Address Matching in Excel Using Levenshtein Distance

For my Data Analysts, in this video I will demonstrate how to perform a column comparison between two address fields so you don’t have to manually review every row. We’ll use a VBA function from Stack Overflow to provide the comparison results.

I should point out that Excel is NOT the preferred method for address matching, but sometimes it is your only option due to lack of time or better tools. Ideally, you should use address correction software that “fixes spelling errors, corrects abbreviations, and standardizes capitalization so each address in your list complies with the USPS official format” – (per the USPS). Once your addresses are standardized, THEN you should perform a comparison, but this rarely happens.

What typically happens is that some poor analyst like you is conscripted into performing address matching manually using some combination of SQL Server and manual Excel processes. That’s why a Google search led you to this page!

If you ever have to perform address matching in Excel, this could be you!

Informally, the Levenshtein distance between two words is the minimum number of single-character edits (insertions, deletions or substitutions) required to change one word into the other.

For example:

  • The string “HAT” as compared to “hat” would have a Levenshtein Distance of 3
    • Since the function is case sensitive all three characters are different
  • The string “HAT” as compared to “BAT” would have a Levenshtein Distance of 1
    • To turn the first string into the second string it would take 1 substitution of characters (H changed to B or vice-versa)
  • The lower the number, the more the strings are similar
  • The higher the number, the more the strings are dissimilar.

Activate the Developer Tab in Excel

The Developer tab is the place to go when you want to do or use the following:

  • Write macros
  • Run macros that you previously recorded
  • Create VBA Modules and User Defined Functions <– This is our sweet spot
  1. On the File tab, go to Options > Customize Ribbon
  2. Under Customize the Ribbon and under Main Tabs, select the Developer check box

Create a Module in Excel

  1. On the Developer tab select Visual Basic
  2. In the VBA interface select Insert > Module

Insert Levenshtein Distance Function VBA Code

  1. Go to this link at Stack Overflow to view the code as originally referenced
  2. Or, simply copy the code below as developed by user “smirkingman” which is the first answer.
    • Big shoutout to “smirkingman” for this great resource!
Option Explicit
Public Function Levenshtein(s1 As String, s2 As String)

Dim i As Integer
Dim j As Integer
Dim l1 As Integer
Dim l2 As Integer
Dim d() As Integer
Dim min1 As Integer
Dim min2 As Integer

l1 = Len(s1)
l2 = Len(s2)
ReDim d(l1, l2)
For i = 0 To l1
    d(i, 0) = i
Next
For j = 0 To l2
    d(0, j) = j
Next
For i = 1 To l1
    For j = 1 To l2
        If Mid(s1, i, 1) = Mid(s2, j, 1) Then
            d(i, j) = d(i - 1, j - 1)
        Else
            min1 = d(i - 1, j) + 1
            min2 = d(i, j - 1) + 1
            If min2 < min1 Then
                min1 = min2
            End If
            min2 = d(i - 1, j - 1) + 1
            If min2 < min1 Then
                min1 = min2
            End If
            d(i, j) = min1
        End If
    Next
Next
Levenshtein = d(l1, l2)
End Function
  1. Paste the code into your newly created Excel module
  2. Debug > Compile VBAProject

You should not experience any errors after compiling the code.

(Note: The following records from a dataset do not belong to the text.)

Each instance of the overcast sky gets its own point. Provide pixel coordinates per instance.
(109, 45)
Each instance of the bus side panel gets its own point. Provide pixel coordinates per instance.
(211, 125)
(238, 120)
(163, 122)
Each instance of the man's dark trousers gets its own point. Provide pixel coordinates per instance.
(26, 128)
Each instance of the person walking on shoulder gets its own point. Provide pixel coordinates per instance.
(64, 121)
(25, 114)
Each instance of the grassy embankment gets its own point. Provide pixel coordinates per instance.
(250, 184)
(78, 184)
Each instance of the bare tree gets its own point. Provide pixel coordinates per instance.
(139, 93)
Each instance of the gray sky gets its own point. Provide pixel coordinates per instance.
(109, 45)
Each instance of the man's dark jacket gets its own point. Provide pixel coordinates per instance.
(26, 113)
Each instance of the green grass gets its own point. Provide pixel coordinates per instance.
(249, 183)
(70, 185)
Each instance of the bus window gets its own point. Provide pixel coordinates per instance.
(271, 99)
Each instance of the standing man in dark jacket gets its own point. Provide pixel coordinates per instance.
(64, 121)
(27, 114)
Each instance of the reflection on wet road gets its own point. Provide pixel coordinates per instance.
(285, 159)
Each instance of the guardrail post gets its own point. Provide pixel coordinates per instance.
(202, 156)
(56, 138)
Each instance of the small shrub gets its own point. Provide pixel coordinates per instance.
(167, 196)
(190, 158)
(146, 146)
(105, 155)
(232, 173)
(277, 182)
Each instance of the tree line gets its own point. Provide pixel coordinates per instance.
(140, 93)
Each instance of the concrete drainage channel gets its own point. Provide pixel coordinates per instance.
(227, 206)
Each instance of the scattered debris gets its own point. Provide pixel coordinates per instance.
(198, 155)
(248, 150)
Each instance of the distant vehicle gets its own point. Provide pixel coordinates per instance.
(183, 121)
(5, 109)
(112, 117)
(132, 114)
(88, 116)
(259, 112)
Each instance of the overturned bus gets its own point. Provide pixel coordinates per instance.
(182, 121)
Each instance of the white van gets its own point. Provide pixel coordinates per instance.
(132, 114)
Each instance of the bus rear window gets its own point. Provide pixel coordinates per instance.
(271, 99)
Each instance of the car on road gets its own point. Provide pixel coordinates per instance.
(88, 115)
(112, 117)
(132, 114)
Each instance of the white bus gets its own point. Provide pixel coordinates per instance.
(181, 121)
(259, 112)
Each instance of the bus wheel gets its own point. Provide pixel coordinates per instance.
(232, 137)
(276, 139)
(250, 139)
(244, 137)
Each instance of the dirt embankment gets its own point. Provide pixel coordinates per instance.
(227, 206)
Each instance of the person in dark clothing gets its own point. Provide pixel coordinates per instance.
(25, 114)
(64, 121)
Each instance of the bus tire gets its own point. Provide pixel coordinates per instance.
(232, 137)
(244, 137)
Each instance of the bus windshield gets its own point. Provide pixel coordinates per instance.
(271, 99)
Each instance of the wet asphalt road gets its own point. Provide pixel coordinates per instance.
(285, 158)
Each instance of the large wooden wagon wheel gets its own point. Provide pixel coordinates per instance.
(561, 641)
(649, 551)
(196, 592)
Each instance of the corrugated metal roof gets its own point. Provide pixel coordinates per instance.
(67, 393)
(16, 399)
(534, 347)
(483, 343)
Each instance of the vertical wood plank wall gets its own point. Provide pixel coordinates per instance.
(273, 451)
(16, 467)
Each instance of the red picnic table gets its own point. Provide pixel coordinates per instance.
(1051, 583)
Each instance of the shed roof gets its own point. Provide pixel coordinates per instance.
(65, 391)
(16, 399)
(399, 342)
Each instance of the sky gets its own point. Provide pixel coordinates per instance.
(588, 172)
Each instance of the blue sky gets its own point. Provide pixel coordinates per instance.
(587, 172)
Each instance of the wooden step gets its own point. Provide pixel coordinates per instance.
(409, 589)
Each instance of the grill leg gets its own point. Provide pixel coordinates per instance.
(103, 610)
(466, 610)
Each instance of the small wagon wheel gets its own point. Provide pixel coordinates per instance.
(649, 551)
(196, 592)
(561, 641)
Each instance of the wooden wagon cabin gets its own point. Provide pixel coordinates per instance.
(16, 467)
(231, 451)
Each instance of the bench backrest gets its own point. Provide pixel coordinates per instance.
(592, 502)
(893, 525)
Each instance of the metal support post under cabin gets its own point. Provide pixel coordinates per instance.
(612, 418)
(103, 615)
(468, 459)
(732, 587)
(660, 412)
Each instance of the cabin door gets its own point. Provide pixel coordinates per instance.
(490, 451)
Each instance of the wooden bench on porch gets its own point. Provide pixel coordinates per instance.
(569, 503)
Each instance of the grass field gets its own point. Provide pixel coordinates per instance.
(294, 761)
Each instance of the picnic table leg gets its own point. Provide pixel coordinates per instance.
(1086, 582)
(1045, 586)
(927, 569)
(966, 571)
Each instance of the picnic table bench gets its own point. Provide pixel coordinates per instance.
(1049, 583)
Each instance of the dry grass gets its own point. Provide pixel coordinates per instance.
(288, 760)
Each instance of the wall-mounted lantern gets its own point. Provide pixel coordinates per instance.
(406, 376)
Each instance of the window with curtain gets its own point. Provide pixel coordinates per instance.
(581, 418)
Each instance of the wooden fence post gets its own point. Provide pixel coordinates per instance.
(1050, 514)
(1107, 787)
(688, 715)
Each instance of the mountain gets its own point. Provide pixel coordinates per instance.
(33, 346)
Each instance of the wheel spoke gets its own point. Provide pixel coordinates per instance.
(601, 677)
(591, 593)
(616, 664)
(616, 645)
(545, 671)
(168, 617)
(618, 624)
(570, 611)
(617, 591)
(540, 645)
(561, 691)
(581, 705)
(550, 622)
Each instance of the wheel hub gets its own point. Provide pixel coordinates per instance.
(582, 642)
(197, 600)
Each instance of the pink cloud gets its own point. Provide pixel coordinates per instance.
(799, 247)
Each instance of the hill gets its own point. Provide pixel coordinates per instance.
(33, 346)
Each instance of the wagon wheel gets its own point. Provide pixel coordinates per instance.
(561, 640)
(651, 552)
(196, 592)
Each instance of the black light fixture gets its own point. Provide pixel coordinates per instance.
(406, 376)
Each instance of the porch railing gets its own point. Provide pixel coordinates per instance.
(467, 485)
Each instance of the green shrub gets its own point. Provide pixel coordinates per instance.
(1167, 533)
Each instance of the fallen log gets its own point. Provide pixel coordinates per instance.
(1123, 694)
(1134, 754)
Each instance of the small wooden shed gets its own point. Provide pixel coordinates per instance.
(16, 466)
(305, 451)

Watch the Video to Use the Function

Using this function in a judicious manner can help you cut down on the mental energy required to manually review the address columns on each row. It is much better to mentally focus on 25% of the rows than 100%. The fewer rows you have to manually review in Excel, the less the chance of you making an error.


Please like and subscribe on the Anthony B. Smoak YouTube channel.

All views and opinions are solely my own and do not necessarily reflect those my employer

Do Great Things with Your Data!



★☆★ Support this Channel: ★☆★

Merch ► shop.spreadshirt.com/AnthonySmoak

★☆★ FOLLOW ME BELOW: ★☆★

This image has an empty alt attribute; its file name is anthony-smoak-twitter.jpg

Twitter ► https://twitter.com/AnthonySmoak

Facebook ► https://www.facebook.com/AnthonyBSmoak/

Tableau Public ►Search for “Anthony B. Smoak”

Photo by Oladimeji Ajegbile from Pexels

Add Totals to Stacked Bar Charts in Tableau

 

In this video I demonstrate a couple of methods that will display the total values of your stacked bar charts in Tableau. The first method deals with a dual axis approach while the second method involves individual cell reference lines. Both approaches accomplish the same objective. Hope you enjoy this tip!

If you’re interested in Business Intelligence & Tableau subscribe and check out my videos either here on this site or on my Youtube channel.

Tableau K-Means Clustering Analysis w/ NBA Data

Interact with this visualization on Tableau Public.

In this video we will explore the Tableau K-Means Clustering algorithm. K-Means Clustering is an effective way to segment your data points into groups when those data points have not explicitly been assigned to groups within your population. Analysts can use clustering to assign customers to different groups for marketing campaigns, or to group transaction items together in order to predict credit card fraud.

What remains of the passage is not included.